O secretário de segurança, por sua vez, afirma que a presença da Polícia Militar no campus não representa nenhum viés ideológico da época da ditadura. “No tempo da ditadura, a polícia entrava [em Universidades] pra coibir livre manifestação de expressão, para prender eventualmente pessoas contrárias ao regime militar, para evitar que as pessoas pudessem se manifestar. Hoje, a polícia vai entrar aqui para realizar a segurança dos alunos, dos funcionários, dos professores e daqueles que transitam no campus”, justifica Moraes.
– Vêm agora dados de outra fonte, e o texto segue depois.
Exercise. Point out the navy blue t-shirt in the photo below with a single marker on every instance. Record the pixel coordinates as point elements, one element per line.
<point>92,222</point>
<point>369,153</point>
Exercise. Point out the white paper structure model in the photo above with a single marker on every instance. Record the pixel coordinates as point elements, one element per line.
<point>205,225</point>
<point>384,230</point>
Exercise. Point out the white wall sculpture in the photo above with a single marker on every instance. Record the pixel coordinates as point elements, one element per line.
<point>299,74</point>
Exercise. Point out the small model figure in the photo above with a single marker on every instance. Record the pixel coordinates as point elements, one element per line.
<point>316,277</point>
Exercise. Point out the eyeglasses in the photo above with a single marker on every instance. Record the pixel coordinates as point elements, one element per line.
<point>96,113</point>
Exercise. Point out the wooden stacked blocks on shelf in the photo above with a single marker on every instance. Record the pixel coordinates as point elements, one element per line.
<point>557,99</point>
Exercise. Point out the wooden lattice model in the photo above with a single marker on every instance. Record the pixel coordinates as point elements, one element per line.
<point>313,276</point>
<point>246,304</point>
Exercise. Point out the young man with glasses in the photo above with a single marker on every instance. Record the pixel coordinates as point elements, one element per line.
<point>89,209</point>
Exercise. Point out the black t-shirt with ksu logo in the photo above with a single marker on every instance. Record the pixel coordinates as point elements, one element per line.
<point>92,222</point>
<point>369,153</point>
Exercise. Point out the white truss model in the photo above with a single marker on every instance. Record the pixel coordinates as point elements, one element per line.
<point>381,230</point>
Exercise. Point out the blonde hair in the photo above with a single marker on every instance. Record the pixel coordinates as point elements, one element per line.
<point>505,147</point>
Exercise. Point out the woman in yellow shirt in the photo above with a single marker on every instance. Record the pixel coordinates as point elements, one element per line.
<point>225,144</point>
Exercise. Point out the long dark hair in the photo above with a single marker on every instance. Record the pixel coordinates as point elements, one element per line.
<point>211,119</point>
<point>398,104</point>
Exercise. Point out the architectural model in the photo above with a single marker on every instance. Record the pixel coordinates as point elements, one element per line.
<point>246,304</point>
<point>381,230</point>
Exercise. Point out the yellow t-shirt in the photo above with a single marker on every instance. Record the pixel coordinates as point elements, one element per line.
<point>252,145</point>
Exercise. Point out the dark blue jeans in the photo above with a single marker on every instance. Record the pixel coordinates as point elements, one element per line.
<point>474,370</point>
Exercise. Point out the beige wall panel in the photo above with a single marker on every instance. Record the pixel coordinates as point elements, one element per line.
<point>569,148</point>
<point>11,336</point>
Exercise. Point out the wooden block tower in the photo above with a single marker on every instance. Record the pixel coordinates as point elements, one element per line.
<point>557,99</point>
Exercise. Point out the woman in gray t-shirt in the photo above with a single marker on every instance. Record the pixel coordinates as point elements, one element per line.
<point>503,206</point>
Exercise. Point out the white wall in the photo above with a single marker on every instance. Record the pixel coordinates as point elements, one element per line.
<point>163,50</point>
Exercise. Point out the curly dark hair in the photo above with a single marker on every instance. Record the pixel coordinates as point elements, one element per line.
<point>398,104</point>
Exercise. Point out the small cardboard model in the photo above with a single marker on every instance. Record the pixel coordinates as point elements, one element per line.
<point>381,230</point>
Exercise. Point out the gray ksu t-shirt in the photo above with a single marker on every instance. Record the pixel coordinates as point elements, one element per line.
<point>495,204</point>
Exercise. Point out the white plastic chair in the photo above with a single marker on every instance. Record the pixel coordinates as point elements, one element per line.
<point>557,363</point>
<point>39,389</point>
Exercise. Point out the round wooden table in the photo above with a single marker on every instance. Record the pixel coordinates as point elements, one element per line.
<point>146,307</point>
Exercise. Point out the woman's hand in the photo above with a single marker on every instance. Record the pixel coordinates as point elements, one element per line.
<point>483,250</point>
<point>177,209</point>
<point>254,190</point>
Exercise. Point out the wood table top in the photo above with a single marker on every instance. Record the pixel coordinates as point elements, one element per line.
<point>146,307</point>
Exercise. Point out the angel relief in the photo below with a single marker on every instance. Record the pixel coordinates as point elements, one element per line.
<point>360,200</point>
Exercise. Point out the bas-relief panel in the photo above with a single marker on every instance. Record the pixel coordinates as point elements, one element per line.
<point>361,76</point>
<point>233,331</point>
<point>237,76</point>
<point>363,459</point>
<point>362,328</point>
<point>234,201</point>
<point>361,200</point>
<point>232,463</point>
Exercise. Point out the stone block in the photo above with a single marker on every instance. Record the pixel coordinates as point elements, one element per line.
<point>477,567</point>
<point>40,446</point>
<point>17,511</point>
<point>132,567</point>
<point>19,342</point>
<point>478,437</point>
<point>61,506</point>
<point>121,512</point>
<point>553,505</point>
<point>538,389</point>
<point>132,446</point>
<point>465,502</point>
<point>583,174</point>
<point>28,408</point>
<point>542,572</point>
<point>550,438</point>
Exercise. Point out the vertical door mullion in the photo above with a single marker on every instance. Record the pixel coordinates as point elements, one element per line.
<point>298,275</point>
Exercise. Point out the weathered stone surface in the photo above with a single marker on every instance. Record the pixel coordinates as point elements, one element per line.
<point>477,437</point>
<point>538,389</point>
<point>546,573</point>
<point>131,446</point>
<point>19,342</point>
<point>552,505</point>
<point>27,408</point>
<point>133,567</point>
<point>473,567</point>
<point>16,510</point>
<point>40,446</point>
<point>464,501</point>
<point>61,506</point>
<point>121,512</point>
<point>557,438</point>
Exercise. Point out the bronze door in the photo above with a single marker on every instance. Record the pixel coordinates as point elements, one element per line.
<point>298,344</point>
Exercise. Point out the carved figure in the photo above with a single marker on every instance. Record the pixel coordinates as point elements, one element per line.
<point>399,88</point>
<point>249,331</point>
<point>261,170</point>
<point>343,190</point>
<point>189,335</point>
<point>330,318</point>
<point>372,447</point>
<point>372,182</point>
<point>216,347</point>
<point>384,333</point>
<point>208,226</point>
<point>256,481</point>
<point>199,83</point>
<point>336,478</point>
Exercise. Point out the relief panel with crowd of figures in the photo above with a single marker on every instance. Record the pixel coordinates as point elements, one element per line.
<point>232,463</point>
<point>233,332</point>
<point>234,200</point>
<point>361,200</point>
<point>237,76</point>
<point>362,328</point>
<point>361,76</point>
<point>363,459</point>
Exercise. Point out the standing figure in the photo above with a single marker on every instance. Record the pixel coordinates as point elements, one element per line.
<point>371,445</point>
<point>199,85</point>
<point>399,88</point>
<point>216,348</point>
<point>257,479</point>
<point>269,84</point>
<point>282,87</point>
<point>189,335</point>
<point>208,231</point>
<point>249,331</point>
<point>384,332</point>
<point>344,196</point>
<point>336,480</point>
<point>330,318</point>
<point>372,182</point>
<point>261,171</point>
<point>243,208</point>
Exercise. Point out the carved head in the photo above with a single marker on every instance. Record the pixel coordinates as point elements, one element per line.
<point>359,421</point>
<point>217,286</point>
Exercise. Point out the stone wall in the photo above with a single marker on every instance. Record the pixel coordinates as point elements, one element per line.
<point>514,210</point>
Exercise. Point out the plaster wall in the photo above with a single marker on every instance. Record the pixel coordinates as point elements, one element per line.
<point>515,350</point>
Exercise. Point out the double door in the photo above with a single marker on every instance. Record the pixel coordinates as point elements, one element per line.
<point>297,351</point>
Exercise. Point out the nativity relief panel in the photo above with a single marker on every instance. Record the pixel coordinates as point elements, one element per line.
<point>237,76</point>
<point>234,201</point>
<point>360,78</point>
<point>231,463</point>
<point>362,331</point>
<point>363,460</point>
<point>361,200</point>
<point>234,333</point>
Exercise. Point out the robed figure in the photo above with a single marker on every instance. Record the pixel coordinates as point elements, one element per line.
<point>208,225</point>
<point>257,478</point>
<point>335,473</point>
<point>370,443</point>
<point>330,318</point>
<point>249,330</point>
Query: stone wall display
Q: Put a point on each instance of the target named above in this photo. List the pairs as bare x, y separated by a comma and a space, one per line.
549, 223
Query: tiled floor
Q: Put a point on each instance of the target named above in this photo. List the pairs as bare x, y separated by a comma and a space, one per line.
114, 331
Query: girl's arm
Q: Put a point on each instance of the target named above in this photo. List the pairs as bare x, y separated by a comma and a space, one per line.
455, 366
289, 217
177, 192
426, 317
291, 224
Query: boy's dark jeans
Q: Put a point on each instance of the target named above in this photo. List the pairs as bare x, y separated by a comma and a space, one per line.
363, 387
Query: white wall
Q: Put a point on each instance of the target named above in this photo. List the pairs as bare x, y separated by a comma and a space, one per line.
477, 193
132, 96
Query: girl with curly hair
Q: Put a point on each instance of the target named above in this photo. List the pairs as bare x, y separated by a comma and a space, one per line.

“Acho que, de certo modo, essa crítica à PM tem seu valor. Porém, a nova proposta do plano Koban parece querer mudar essa postura um tanto quanto repelida pelos estudantes”, afirma uma aluna da Escola de Comunicações e Artes (ECA), que não quis se identificar. A estudante confia na eficácia do novo modelo, por buscar uma maior interação com a comunidade. “Acho que seria válido os estudantes darem uma chance ao plano e apostarem que esse diálogo pode dar certo na prática”, analisa.

Já Alexandre Aragão, aluno da Escola Politécnica, acredita que a implantação do Koban é incompatível com a USP. “O plano Koban aqui soa ridículo”, avalia o estudante, que viveu por mais de dez anos no Japão. “Lá, a polícia não é militarizada, ao contrário daqui. Por mais que se tente adequar ao espectro universitário, isso não deve ocorrer. O policial tem uma educação hierárquica, de maneira que esta irá conflitar com a ampla gama de ideologias na Universidade”. Aragão diz não ser a favor nem contra a PM, mas sim, em prol de um campus mais seguro. “O que o aluno precisa não é nem fora PM, nem uma condição de estado de sítio com toque de recolher, como sugerem ambas as alas radicais fanáticas. O que o aluno precisa é de mais segurança”, diz.

Como funciona nas demais estaduais?

A imprensa anunciou que o modelo implementado na USP deve ser levado futuramente para Unicamp e Unesp. As assessorias, porém, afirmaram que ambas as universidades não foram ainda informadas oficialmente sobre essa possível execução do programa.

Desde dezembro de 2013, a segurança da Unicamp funciona com o programa Campus Tranquilo. Estruturado no tripé prevenção, informação e convívio, o modelo consiste em elaborar e discutir propostas junto à comunidade. Desses encontros, uma das soluções já implementadas é usar o espaço do campus com eventos e atividades físicas noturnas. No aspecto preventivo, as medidas tomadas incluem o aumento dos postos fixos de vigilantes, a melhora na iluminação, nas câmeras e nas podas de árvores, bem como a atualização de profissionais de segurança.

Já na Unesp, cada um dos campus apresenta características de segurança diferenciadas, embora exista um programa geral, que consiste em adquirir e manter equipamentos de monitoramento, além de estabelecer uma boa relação com as polícias das cidades.